Прочел вчера «King Henry VIII»[906] и, дивясь Шекспиру как поэту-историку, не остался вполне доволен ходом пиесы. Джонсон прав, дивясь характеру Королевы Катерины, но в драме есть многое и кроме этого персонажа. Кардинал Вольсей хорош и Анна Болейн недурна, хотя ей немного дано действовать. Пророчество Кранмера о Елисавете весьма поэтично, — такая лесть может выходить только из сердца.

С. Петербург. Октября 27-го, четверг.

Наша литературная колония опять собралась в Петербурге, исполненная дружелюбия и веселости, несмотря на грустное время. Занятия пошли обычным чередом, и колеса жизни, как говорил покойный Милютин, смазываются исправно. Третьего дни я, Панаев, Ребиндер и Языков обедали у Струговщикова, после обеда происходило чтение хозяйских стихов, прерываемое циническим смехом двух сатиров — Языкова и Пан<аева>. «Странные стихи я слышу», — говорил Языков и тут же по поводу стихотворения из Гейне, где описывалась дева у колодца[907], сочинил двустишие:

Дева у колодцаМожет уколоться.

Его же двустишие:

Хотя народам всем казался он Ахилл,Но был он не силен, а хил.

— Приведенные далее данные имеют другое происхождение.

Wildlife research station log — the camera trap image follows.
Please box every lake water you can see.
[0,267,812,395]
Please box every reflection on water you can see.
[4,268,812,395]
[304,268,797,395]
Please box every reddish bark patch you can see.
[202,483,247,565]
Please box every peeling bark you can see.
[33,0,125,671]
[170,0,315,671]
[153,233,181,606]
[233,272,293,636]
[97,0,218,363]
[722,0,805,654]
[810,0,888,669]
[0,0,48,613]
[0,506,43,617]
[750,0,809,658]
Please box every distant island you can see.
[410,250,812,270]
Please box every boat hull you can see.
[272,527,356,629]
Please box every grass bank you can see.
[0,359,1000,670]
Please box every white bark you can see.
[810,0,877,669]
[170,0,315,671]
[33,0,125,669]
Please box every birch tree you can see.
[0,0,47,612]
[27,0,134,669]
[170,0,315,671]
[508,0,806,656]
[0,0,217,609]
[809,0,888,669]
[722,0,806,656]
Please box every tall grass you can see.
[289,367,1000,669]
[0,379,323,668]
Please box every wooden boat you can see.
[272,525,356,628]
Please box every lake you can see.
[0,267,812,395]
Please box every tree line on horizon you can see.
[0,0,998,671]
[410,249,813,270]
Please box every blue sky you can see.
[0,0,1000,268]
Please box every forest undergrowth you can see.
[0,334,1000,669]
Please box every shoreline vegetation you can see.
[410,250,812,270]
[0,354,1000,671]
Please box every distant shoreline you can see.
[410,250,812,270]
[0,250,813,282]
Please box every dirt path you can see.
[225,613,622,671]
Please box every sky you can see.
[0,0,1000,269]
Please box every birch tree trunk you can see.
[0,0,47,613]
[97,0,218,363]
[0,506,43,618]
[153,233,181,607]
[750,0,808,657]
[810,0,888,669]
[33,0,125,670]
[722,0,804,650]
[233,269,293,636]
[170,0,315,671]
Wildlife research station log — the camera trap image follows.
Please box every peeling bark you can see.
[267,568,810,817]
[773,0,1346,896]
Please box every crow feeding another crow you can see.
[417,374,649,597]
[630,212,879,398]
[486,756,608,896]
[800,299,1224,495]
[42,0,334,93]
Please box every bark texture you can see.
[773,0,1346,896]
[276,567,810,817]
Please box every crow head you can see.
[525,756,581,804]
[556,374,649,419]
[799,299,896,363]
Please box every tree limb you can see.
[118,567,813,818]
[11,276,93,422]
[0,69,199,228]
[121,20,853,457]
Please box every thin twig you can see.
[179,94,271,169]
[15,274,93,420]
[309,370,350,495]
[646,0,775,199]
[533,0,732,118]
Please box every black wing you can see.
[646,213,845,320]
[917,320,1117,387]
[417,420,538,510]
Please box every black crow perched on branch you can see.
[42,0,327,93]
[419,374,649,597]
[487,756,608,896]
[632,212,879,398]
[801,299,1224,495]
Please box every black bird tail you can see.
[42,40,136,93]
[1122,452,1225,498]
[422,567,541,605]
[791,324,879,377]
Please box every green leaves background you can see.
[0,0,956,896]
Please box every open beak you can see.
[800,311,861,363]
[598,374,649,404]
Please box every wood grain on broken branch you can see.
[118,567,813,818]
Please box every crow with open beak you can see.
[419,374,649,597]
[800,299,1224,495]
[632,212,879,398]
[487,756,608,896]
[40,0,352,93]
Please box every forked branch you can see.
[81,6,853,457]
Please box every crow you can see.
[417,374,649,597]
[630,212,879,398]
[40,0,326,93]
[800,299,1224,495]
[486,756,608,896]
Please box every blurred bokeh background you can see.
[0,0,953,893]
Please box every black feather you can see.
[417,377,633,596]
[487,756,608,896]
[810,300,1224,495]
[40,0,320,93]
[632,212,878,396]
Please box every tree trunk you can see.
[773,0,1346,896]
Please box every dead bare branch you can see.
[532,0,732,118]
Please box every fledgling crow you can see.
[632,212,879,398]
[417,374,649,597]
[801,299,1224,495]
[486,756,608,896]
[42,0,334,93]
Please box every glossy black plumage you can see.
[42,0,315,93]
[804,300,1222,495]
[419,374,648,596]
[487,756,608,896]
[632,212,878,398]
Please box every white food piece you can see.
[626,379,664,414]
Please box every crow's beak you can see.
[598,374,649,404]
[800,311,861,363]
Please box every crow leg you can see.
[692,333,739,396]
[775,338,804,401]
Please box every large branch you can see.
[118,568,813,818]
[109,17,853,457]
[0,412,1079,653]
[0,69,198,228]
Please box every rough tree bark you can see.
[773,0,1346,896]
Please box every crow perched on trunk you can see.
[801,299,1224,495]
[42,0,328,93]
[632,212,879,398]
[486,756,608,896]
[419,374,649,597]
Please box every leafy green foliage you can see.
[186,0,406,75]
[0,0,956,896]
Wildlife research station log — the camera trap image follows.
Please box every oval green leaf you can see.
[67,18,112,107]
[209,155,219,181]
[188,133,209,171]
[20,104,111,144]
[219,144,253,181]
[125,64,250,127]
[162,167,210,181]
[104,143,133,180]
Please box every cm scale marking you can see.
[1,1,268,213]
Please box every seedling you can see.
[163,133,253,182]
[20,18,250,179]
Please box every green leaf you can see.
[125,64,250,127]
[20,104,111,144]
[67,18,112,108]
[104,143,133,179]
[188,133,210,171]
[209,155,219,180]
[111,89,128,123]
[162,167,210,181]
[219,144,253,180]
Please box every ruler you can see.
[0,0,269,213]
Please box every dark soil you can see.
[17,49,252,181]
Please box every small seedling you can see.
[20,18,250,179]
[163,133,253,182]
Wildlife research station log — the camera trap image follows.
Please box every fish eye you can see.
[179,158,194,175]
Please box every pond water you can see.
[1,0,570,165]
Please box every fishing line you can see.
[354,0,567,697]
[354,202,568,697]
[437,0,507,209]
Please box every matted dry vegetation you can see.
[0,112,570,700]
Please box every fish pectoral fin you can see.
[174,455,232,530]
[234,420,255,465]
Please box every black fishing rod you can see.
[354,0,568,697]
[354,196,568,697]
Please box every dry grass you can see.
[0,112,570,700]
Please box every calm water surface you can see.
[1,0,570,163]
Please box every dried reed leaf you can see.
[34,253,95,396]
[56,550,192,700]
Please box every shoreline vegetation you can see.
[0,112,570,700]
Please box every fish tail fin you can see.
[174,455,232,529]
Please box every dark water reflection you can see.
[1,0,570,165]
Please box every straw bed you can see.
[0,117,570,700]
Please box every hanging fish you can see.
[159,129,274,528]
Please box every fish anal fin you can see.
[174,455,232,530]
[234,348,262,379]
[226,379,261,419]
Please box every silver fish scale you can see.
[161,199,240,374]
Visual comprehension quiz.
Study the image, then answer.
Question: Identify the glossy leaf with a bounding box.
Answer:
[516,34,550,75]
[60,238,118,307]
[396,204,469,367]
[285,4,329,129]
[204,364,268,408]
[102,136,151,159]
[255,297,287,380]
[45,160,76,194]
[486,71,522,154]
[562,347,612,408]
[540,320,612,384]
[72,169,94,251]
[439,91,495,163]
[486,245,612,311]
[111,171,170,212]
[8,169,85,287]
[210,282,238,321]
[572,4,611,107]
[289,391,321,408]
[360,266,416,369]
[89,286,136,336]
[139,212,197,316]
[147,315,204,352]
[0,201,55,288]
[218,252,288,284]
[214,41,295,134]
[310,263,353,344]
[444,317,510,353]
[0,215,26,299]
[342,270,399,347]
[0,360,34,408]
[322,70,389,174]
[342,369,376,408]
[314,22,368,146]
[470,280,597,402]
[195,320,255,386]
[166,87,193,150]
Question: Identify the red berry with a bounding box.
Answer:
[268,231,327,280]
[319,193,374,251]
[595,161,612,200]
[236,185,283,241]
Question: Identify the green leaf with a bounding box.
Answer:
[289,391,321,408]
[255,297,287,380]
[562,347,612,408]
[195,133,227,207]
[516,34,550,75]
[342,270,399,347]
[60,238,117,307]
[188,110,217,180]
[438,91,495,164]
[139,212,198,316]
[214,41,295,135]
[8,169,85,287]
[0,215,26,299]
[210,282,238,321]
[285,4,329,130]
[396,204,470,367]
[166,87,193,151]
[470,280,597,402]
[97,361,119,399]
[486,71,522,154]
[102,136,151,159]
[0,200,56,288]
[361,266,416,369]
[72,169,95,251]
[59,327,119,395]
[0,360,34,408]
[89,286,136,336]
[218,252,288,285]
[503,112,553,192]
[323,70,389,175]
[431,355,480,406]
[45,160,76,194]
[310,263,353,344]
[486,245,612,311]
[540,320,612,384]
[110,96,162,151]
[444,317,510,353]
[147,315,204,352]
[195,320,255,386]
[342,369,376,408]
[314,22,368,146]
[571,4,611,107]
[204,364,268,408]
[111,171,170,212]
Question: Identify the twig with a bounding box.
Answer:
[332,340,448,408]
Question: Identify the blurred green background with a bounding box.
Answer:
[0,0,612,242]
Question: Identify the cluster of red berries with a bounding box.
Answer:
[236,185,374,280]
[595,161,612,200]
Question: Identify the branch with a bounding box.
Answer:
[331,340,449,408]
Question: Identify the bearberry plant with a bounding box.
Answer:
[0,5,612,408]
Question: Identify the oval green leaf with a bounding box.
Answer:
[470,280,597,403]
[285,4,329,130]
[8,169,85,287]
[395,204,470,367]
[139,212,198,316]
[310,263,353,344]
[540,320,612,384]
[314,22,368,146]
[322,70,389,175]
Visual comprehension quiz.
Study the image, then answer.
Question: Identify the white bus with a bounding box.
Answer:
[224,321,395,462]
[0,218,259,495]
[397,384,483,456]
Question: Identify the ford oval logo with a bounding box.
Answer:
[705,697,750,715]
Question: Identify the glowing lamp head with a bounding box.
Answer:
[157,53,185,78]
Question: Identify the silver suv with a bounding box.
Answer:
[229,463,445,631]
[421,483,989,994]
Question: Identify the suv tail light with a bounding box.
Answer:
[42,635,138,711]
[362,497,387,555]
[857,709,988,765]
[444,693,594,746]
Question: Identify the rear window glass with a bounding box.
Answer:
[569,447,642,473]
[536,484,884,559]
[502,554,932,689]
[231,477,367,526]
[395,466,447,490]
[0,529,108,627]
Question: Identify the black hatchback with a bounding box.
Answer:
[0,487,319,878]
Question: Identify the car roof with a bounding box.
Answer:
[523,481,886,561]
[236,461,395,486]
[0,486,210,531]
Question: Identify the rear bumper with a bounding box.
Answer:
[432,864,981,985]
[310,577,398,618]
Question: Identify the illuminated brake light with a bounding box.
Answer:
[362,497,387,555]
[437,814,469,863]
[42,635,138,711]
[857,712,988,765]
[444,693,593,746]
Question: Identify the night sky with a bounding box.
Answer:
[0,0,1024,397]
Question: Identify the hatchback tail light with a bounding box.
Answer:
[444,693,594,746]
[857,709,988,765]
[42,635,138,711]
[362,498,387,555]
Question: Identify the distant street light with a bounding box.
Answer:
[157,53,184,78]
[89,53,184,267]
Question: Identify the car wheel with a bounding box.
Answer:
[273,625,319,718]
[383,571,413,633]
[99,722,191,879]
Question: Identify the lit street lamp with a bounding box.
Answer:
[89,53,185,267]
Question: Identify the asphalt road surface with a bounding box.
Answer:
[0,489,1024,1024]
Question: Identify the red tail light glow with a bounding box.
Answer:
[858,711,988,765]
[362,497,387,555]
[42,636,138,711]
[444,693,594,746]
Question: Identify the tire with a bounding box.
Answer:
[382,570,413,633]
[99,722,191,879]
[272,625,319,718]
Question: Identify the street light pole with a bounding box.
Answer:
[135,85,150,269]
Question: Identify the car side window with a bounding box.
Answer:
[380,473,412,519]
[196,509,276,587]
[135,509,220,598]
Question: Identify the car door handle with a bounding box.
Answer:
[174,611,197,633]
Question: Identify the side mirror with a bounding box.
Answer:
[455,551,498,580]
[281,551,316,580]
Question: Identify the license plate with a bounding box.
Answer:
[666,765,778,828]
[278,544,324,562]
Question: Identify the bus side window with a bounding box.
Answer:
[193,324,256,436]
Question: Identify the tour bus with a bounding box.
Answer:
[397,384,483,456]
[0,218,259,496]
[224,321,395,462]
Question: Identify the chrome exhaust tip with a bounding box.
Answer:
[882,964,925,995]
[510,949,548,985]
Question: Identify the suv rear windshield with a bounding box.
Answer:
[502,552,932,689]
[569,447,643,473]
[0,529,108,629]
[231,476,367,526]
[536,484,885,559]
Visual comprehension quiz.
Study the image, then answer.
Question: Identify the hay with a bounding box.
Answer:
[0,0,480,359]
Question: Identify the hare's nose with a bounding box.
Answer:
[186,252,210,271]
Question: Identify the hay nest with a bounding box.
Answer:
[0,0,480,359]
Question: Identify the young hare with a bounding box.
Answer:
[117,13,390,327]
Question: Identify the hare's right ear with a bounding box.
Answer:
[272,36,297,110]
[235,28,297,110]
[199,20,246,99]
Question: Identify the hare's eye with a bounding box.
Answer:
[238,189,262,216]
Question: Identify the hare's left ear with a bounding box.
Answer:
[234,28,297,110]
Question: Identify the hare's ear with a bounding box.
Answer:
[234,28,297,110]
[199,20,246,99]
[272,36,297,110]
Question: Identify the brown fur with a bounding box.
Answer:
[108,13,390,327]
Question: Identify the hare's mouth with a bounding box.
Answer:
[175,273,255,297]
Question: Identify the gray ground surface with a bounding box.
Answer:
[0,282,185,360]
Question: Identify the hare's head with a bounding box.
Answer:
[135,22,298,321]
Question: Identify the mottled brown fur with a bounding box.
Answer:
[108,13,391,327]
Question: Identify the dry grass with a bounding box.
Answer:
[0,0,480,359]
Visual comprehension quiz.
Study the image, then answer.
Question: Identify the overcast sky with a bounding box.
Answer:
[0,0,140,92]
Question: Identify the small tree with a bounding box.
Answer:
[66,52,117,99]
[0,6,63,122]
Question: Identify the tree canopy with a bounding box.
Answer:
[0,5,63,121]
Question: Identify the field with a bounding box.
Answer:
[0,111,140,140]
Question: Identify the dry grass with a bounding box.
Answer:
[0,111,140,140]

Вечер заключен был у брата, в воспоминание пятилетия его свадьбы. Видел С. А. Семевскую, ее мужа, М. И. Крылову и ее рыжеватого сына. Узнал о смерти милой, очаровательной болтуньи, красавицы Варвары Алексеевны, которой и я, и многие мне близкие люди обязаны столькими светлыми часами веселости и дружбы. Я не был никогда в нее влюблен, но мне радостно было глядеть на нее.

26-го октября проведено в разъездах и увеселениях. Утром был у Ребиндера Н. Р., которого ужасно люблю. Познакомился с его женою. Обедал у Некрасова с Тургеневым и Боткиным. Вечером облачился во фрак и отправился на вечер к О. Народу собралось человек шестьдесят, дочери хозяина очень милы, были и другие хорошенькие девчоночки. С удовольствием взирал на танцующее юношество. Видел Гаевского, Андреаса, кн. Одоевского, Пецольта, Мана, Лиз<авету> Як<овлевну>, Данилевского, Василька Гебгарда. Не ужинал, лег спать с насморком и щекотанием в горле.

Для памяти запишем события с 10 сент<ября> по сие время.

Выехал из деревни 12-го с<ентября> с первым морозом. Ночевал у Мейера, а утром застал его на охоте. Обедали у Трефорта, дружески беседовали, — конечно, Севастополь составлял главнейший предмет разговоров. Л. Н. Обольянинов обрадовал нас, приехавши проститься вечером, Мейер оставил его ночевать. Жаль мне было наутро покинуть этих добрых людей и проститься с ними на год. Но приапизм меня одолевал.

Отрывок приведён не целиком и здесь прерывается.